That's the thing MS cries and whines whenever they're outed for being insecure, but when they aren't it seems to take an interminable period of time for them to actually patch the bug. Now, were they to be taking it super seriously so as not to introduce a new flaw that would be understandable. The problem though is that they haven't learned anything from these incidents. They still expect to be able to hold onto fixes until patch Tuesday and hope that nobody notices till then.
I'm surprised this has taken as long as it has. I wrote an advisory many years ago about this handler (he references it in his advisory).
I described that it is essentially a way to run elevated script (back then there wasn't even a prompt). All that was required was to find a CSS bug and you have full control. There was heaps of code there could have been a bug in, I didn't actually look through everything. I just found a small CSS bug and left it at that. MS obviously found a lot more as their patch changed plenty of code. Had he dug through the code back when I wrote the initial advisory he wouldn't have even needed the loophole to avoid the prompt.
Adding the prompt is a good move I guess (when it works), but I can't imagine too many users paying any attention to it. The idea that you can arbitrarily open a higher elevated browser that can perform any system operation with user passed parameters seems broken by design rather than just a bug.
I.O.U One Sig.
I had a similar experience reporting this advisory years ago about this same hcp protocol: http://seclists.org/bugtraq/2002/Aug/225
From the text: "Microsoft have noted they intend to roll the fix into SP1 for XP. I informed
Microsoft I would be publishing this advisory in mid August during
correspondance (late June) and received no objections."

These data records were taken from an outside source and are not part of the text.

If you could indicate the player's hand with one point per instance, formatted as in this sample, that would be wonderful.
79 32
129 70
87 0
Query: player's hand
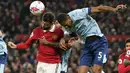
43 41
120 7
11 45
63 44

For some reason they only put it into a service pack and didn't want to release a hot-fix. After people got wind of what happened they back dated a hot-fix for it, as described here: http://technet.microsoft.com/library/cc750540.aspx
I.O.U One Sig.
Reminds me of a flaw one of my co-workers once found in IIS with ASP.NET. A site on a shared hosting environment could 'root' the IIS service and control all other sites and applications running within IIS even if the configuration had separated them. He reported it but it didn't get fixed for years (it might still not be). He didn't want to publish it though because the company was a Microsoft Gold Partner and both he and the company had a very symbiotic relationship with Microsoft and Microsoft likes to gag everyone in those partnerships that dares to speak against them.
Microsoft will not fix obscure problems even if you report it to them - they must be living on a huge database of reported issues that could potentially ruin their customers. That's both the benefit and the drawbacks of closed source - nobody will know the problem exists but nobody will be around to fix it either.